Since there was a basket of pumpkins left over after everyone got their share, Lerry & Chef Mike decided to pool their talents and create some decadently exquisite dessert to celebrate the harvest. Just listening to the two of them talk is mouth-watering: our lovely pumpkins roasting in the oven, Shatto cream, aromatic spices....
It's an amazing thing when you think about it... a guy with a plow & tiller prepares the soil, turning under the organic matter from plants that have completed their life cycle... seeds get planted whose genetic heritage carries the history of many generations... rain falls and sun shines and that seed becomes a plant that draws nutrients from the soil and energy from the sun to make stems and leaves that shade the ground and make flowers that bees visit & share pollen that makes new seeds.
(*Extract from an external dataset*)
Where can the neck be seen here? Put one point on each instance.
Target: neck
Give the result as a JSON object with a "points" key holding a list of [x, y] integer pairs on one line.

Tiny new fruit swells and basks in the field. And sometime in the fall, some human comes back, like so many generations before, and harvests the ripe fruit, offering thanks in one language or another.
Most of the pumpkins this year in the Farmessorians garden are Long Island Cheese pumpkins, a moschata squash that traces its ancestry back through the Long Island, NY area in the 1800's. It was favored, even then for pie over the typical orange pepo types. Imagine roasting one of those babies in a wood-fired stove, sending some young person out to milk the cow and collect eggs, and tucking into precious bins of sugar, cinnamon, cloves and ginger imported by sea from some faraway land. A special treat served through the winter months when the heat from the stove kept the house toasty warm.
Actually, the genetic line of Curcubita moschata originates in Central and northern South America. Seeds shared with settlers and immigrants traveled to Europe and back. Shapes and forms and coloring changed depending on weather and environment and neighboring pollen. The essence of the defining genetics carried through and probably wandered back to the New Colonies and crossed back with curcubitae that were a staple of the Native American diet along with corn and beans - the Three Sisters.
At Boone's Farm Tristan and I park the Gator on the side of the pumpkin/corn/beans patch that he helped plant, and play catch with pumpkins. The final judgement on that piece of work was that in specific, there were quite a lot of pretty good sized wierdly-shaped things hiding under the leaves, and more generally, Mom's a worse quarterback than the boys are wide receivers.
With all that tradition in the air, it would seem that those with chef hats are looking to Shatto Dairy and our motley crew of chickens for ingredients. A number of words have been bandied about including brulee, cheesecake, custard... It'll be a mystery til November 23rd. And a suitable end for a pile of pumpkins that have braved the high seas of the world and the high weeds of Missouri.